Breakfast: A cup of coffee with milk and two slices of bread with sweet light. An orange.

Average morning: A tomato.

Dinner or lunch: A portion of spaghetti with. A roasted fruit.

Snack: A yogurt low fat.

Afternoon: A handful of unsalted peanuts.

Dinner: two portions of meat with artichokes salad pudding. A fresh fruit.

Day 6

Breakfast: A glass of skim milk with one tablespoon of wheat bran mixed with oat bran. Two slices of pineapple.

Average morning: A cup of carrot sticks.

Dinner or lunch: salad of lentils with various vegetables. A cup of fruit salad.

Snack: A cup of tea with milk with a bar of dark chocolate.

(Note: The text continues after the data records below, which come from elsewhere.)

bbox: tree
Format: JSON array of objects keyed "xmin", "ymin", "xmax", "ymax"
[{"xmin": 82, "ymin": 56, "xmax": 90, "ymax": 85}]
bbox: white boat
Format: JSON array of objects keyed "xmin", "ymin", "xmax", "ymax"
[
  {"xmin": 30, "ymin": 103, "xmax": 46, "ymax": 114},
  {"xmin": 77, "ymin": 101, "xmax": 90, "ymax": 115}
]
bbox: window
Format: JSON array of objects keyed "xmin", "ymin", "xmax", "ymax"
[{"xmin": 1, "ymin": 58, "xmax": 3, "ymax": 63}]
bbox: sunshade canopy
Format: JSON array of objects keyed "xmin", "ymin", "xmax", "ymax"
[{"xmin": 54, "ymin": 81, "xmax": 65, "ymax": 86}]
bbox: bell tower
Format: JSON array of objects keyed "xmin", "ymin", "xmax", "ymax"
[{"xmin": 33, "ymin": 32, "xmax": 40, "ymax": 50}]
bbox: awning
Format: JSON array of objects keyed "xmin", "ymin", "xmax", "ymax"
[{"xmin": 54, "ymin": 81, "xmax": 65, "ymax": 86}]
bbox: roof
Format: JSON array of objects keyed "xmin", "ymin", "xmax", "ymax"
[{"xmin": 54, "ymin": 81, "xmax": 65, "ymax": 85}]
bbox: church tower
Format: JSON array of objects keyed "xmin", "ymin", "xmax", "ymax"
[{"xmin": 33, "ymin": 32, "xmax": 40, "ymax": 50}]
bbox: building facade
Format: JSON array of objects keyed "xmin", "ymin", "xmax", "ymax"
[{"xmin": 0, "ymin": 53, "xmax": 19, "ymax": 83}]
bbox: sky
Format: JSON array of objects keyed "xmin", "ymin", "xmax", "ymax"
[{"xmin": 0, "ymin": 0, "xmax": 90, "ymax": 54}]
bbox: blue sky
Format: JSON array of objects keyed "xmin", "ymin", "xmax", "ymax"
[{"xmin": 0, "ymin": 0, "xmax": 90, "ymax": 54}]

Afternoon: A hard-boiled egg.

Dinner: fillet of fish coated with panache of vegetables. A variety new fruit.

Day 7

Breakfast: A blending of skimmed milk and Apple. A slice of bread with cheese low-fat.

Average morning: A bar of light cereal.

Dinner or lunch: salad cold pasta and various vegetables. A roasted fruit.

Snack: A yogurt fat with sugar-free cereal.

Afternoon: A piece of cheese low-fat.

Dinner: two soy patties au gratin with cheese with pumpkin puree. A portion of gelatin light.

The best way to control the anxiety sweet is to eat several times a day, to keep your glucose stable. On the other hand, you do not have because remove all sweet from your diet; implementing certain changes you can eat some preparations that will allow you to taste something sweet.